我很相信她,只是此刻心里克制不住的紧张。
我悄悄靠近他们,躲在一颗大树后面。听不见他们说什么,只看得出恬欣很惊恐,然后很愤怒。
那男的又说了什么,恬欣好一会没说话,沉默了一阵,期间恬欣毫无表情。最后她还是似乎无奈的点了点头,然后进学校里去了。
那男人从我身边走过,我仇视的盯着他离开。当我认出他就是两年前包养恬欣的那个男人时,心里一阵剧烈的痛,呼吸困难了。
我觉得压力很大,我应该相信恬欣,毕竟她不是人人可碰的妓女了,她是我未过门的媳妇,还是我未出生孩子的妈!
晚上恬欣准时回来了,我一阵狂喜,说不定他们就没有什么,只不过是碰见了说说话。
但心里还是会有疙瘩的。我看着恬欣,想仔细的研究她,但没成功。她是一潭清透的水,什么都看得见,其实看见的什么也不是。
我想问她那男人是谁,但是这么做她会因为我的怀疑伤心死的。但我必须得问她,不然我也会郁闷死的。
在我上了第四次厕所出来时,我下定决心问问她了。
“恬欣。”
“嗯?怎么了?”
“今天在学校还好吗?”为了表示自己很随意,我特意在手里拿了份报纸。
“呵呵,好啊,还是以前那样。”
“哦,就没遇到什么意外?”报纸被我翻的哗哗响,可我根本就不知道上面写的些什么。
恬欣抬起头审视着我。我怕了她那严厉的眼神了,好像我做贼似得,急忙解释道:“我就是今天中午梦到孩子叫我爸爸了,我想知道他动了没有。”
她叹了口气,温柔的依偎在我怀里,“才两个月大,怎么动?傻瓜,不过今天碰到一个熟人,还告诉我怎么安胎呢。”
她笑骂我傻瓜,傻就傻吧,我只想永远在她身边做她最亲的傻瓜。
我后来连着三天请假早早地等在她校门口接她,一切安好,也没有多余的麻烦。而我也实在是在她脸上找不出什么风浪。我那颗戒备的心也就慢慢松了下来。

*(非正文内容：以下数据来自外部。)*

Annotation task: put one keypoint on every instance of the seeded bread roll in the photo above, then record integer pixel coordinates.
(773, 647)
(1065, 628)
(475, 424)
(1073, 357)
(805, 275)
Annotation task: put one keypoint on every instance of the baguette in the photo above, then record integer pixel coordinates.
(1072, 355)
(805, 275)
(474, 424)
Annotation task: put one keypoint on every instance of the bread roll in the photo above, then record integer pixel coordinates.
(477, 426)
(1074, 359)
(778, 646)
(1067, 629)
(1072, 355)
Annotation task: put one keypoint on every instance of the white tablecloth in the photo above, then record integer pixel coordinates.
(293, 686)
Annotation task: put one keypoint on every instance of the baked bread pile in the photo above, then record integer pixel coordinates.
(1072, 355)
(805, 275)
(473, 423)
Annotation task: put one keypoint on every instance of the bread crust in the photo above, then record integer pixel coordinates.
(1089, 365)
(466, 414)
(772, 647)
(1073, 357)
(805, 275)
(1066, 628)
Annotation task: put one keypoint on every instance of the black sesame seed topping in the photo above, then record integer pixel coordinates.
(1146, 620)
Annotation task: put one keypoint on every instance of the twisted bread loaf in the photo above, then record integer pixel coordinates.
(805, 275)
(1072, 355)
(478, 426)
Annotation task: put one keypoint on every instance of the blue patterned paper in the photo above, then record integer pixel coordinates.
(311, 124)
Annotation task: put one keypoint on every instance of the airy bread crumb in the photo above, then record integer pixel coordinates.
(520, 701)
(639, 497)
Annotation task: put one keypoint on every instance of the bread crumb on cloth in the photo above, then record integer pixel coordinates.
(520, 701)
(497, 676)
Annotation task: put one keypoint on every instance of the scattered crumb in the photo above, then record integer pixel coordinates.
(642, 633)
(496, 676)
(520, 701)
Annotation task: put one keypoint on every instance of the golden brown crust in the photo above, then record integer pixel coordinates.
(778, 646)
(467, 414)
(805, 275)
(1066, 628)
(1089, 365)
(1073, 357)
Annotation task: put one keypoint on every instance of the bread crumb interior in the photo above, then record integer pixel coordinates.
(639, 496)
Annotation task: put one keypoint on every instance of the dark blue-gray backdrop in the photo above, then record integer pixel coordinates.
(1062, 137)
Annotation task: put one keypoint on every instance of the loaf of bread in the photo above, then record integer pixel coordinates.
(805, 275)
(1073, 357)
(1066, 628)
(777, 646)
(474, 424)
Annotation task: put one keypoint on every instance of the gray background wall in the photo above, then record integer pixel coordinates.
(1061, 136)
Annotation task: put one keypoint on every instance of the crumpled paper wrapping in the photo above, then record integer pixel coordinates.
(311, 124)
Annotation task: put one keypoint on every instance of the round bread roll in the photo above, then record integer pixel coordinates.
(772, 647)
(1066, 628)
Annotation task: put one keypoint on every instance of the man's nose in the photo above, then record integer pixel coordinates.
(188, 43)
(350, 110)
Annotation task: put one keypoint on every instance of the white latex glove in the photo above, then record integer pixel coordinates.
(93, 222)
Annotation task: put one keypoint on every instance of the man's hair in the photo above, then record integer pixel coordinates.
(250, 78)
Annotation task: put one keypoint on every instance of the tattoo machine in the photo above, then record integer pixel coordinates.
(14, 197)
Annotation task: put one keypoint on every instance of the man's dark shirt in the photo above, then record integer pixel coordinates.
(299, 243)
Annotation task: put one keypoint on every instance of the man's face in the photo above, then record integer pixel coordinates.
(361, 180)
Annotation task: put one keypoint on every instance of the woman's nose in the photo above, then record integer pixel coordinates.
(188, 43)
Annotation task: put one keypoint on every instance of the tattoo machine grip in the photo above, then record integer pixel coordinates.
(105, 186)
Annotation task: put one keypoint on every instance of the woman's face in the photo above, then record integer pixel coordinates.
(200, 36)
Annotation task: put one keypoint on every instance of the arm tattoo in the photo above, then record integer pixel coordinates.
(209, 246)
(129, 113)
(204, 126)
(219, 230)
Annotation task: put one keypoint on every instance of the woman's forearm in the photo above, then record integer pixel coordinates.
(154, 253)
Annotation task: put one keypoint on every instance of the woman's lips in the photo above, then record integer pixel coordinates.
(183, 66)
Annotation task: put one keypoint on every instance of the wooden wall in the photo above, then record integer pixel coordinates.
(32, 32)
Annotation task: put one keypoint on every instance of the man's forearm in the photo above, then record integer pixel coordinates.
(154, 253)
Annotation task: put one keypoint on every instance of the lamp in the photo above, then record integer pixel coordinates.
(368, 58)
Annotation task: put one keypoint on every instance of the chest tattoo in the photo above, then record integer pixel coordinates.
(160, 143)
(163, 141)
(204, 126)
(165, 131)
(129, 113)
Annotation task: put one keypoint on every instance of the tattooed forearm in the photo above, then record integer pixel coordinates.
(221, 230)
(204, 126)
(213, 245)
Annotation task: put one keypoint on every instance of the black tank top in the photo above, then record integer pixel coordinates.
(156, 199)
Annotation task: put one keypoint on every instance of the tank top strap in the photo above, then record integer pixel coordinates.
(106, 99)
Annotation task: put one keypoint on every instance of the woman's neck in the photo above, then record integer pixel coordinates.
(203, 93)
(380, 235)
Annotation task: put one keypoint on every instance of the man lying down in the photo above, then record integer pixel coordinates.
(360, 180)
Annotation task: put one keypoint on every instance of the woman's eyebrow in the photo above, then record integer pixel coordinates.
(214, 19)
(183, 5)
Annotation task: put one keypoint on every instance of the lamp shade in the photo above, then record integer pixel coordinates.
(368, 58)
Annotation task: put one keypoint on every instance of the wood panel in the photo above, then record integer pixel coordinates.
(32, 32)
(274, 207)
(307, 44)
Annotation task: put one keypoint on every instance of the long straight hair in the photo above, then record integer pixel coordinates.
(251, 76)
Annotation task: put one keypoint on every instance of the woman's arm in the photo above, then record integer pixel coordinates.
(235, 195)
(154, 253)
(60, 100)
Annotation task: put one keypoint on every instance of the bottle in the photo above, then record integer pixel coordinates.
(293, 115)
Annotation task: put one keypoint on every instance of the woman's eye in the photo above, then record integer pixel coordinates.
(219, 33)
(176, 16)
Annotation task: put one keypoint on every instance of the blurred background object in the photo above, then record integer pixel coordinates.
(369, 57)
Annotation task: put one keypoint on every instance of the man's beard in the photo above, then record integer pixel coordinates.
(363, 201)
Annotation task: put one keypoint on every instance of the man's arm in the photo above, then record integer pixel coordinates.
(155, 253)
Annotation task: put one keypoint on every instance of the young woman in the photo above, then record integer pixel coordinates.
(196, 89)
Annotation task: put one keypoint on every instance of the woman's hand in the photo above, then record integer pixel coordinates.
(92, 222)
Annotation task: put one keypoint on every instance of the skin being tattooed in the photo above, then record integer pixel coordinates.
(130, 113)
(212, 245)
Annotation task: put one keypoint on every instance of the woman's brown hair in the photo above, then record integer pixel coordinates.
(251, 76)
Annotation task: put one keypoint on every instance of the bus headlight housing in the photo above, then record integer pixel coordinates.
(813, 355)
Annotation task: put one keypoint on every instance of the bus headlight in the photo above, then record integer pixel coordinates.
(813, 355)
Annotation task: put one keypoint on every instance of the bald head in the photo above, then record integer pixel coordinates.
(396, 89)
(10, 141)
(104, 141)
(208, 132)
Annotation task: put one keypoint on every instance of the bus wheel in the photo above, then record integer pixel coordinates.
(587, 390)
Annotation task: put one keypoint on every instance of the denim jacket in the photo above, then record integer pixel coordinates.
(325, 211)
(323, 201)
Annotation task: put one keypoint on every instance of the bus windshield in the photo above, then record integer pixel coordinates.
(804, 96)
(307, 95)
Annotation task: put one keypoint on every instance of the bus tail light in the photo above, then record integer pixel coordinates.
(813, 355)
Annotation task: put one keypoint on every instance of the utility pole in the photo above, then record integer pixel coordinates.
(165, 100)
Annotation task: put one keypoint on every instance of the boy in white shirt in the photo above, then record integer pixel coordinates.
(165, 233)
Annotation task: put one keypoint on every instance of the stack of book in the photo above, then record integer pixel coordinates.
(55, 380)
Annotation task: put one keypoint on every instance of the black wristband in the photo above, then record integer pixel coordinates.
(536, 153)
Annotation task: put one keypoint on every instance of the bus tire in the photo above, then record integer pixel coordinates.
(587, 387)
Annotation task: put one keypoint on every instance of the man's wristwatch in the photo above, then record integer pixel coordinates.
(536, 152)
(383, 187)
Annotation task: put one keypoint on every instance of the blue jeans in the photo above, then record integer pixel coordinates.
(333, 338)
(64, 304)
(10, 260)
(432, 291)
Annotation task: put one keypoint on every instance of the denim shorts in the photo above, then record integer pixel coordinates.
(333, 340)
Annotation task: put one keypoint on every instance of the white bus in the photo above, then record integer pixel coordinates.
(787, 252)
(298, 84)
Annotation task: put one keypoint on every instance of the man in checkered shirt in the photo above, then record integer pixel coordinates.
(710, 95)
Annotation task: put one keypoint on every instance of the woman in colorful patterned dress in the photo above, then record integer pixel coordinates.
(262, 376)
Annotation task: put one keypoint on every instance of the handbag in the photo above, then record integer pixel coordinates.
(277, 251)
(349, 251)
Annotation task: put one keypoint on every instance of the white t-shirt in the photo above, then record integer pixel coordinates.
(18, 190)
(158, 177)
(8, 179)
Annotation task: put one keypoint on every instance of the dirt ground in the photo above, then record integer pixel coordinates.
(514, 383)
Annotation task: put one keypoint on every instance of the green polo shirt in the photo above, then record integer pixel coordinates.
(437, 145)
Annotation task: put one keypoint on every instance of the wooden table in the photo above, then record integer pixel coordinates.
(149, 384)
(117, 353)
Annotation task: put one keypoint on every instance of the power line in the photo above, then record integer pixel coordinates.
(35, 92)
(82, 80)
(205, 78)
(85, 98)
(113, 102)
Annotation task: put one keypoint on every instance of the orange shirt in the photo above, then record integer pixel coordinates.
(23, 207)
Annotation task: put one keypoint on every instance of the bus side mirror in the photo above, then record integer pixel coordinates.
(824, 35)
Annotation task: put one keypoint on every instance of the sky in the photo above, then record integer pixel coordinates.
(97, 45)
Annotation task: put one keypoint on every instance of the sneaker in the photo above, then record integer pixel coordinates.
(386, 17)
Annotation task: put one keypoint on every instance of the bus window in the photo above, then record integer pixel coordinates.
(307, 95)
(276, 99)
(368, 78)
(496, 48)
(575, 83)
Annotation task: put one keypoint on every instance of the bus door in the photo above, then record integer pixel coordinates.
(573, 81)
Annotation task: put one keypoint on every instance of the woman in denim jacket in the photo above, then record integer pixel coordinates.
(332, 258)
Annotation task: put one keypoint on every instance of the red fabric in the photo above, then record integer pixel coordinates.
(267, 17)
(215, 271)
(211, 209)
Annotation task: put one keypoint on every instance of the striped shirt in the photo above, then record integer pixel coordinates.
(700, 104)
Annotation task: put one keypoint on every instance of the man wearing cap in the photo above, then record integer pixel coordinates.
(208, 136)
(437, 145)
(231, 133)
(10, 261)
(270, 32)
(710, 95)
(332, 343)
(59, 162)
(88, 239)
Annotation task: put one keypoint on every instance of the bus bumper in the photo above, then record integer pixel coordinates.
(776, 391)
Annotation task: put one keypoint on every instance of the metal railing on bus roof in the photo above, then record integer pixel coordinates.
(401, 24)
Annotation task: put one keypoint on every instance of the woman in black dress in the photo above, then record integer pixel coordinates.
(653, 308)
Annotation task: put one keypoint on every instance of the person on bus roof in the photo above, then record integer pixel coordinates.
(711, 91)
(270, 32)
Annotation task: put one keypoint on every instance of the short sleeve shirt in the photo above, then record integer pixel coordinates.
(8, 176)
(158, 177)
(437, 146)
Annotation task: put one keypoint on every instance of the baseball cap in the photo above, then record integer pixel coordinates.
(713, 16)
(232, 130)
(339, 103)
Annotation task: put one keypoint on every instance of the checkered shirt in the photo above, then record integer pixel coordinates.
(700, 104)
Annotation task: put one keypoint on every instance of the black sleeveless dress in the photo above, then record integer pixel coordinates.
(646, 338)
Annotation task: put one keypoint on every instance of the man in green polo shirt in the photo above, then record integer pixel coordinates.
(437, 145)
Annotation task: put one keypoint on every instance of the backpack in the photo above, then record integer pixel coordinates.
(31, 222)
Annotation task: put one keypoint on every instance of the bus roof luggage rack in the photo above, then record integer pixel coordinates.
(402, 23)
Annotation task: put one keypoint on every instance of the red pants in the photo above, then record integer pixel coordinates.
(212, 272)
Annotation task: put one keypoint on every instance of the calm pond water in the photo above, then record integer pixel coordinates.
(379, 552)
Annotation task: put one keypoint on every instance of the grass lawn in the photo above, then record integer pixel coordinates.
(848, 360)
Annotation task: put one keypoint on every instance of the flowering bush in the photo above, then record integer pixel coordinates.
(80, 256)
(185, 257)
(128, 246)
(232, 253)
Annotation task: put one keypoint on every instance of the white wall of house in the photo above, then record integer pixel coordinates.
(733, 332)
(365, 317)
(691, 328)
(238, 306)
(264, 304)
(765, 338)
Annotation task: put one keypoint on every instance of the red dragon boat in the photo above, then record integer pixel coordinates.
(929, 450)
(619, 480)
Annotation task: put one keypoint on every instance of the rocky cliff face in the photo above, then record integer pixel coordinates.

恬欣的产前抑郁症还不轻呢,这段时间老是说害怕这个孩子。我就笑她,我说你自己的儿子你怕啥。有次她竟还想把孩子打掉,我生气的和她闹了一架,而后又想到她这么年轻就做了母亲,有些紧张实属正常,于是我就天天哄她,逗她开心,自己还时不时地陶醉于自己的体贴与细心。
过后的一天,我正在开会,接到白鸽发来的短信,问我恬欣现在应该在哪里。那时是上午10点,恬欣应该在学校上课,于是我就说在学校。问他问这干嘛,他没多说,以随便问问为由,就没回我了。
我直觉事肯定不会这么简单,他从不多过问我的事,更别说恬欣的事,可现在正在开会,我也只有忍住我想知道一切的想法,可心里还是乱成一团。
有人说爱是一颗种子,这种子不知不觉的在人心里生根,等你察觉到了,也迟了;其实疑心也是种子,从那男人和恬欣说话开始,这怀疑的种子就开始发芽……
(今天我差点就被绿了,[庆幸脸]╮(╯▽╰)╭,还好没几天感情,我又提前察觉,及时的快刀斩乱麻,不然头上就真能养马咯。)